Je tenais à remercier comme il se doit mon consultant personnel, Pierre "Fula" Michi, récent détenteur d'une belle ceinture noire. Son esprit avisé ne fût pas de trop !
- Graphismes11/20
Le rendu est chiche et peu démonstratif. De la sobriété des environnements au vide despotique qui règne sur les menus, il y a un pas : celui du développement certainement contraint par des moyens limités et une obligation multiplates-formes sur current gen.
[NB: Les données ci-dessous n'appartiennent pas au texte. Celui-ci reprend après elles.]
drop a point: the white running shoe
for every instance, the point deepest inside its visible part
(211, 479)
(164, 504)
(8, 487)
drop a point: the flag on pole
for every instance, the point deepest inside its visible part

Le travail sur l'animation, dont on était en droit d'attendre la perfection, est heureusement très satisfaisant, même s'il substitera des confusions dans le coeur des puristes quant à la représentation de certains mouvements.
- Jouabilité9/20
Entre instinctivité d'un rythm game et adversité d'un Virtua Fighter, David Douillet Judo veut se proposer aux connaisseurs comme aux autres. Mais le joueur déconnecté des tatamis regrettera l'absence de résistance de l'adversaire et, de fait, la durée de vie très réduite. Le gourou de ce sport sera rapidement désolé par l'accumulation de vulgarisations, de facilités, voire de graves absences dans le déroulement des rencontres. Mais avec sa perméabilité, et la réussite du multijoueurs, DDJ parvient tout de même à être un pont solide vers la (re)connaissance de ce sport.
- Durée de vie8/20
Le mode carrière n'est déjà pas des plus consistants, mais c'est bien l'incapacité des adversaires à se montrer entreprenants et résistants qui empaille définitivement la notion de challenge. Un degré de difficulté extrême dans la partie championnat est le seul versant solo à éprouver la motivation du joueur, qui aura enfin l'utilité d'apprendre par coeur les prises. En multijoueur, les parties, toujours aussi courtes mais bien plus dynamiques et variées, peuvent être enchaînées sans lassitude. Le très faible nombre de juokas limite considérablement les surprises et les expérimentations.
- Bande son8/20
David Douillet Judo est un titre plutôt silencieux. Une petite ambiance d'accroche pendant l'écran titre fait place à de rares voix : celle de l'ancien champion du Monde, de l'arbitre, des judokas en pleine action et du public. La boucle sonore de ce dernier est bien trop courte et sa répétition une centaine de fois par rencontre exaspère. Il manque chez les sportifs une certaine expressivité qui les aurait rendu moins falots.
- Scénario/
-
Cette évaluation chiffrée est une pondération entre un titre bien trop limité et simpliste, qui a malheureusement poussé la vulgarisation du Judo un peu trop loin, peut-être jusqu'à perdre le public de passionnés qui lui tendait les bras, et un jeu bien calibré pour la découverte du judo, de préférence à deux, et sans aide visuelle. Le regrettable manque de challenge et de contenu le confine cependant à un essai non transformé. Il serait vraiment dommage que 10Tacle Studios en reste là.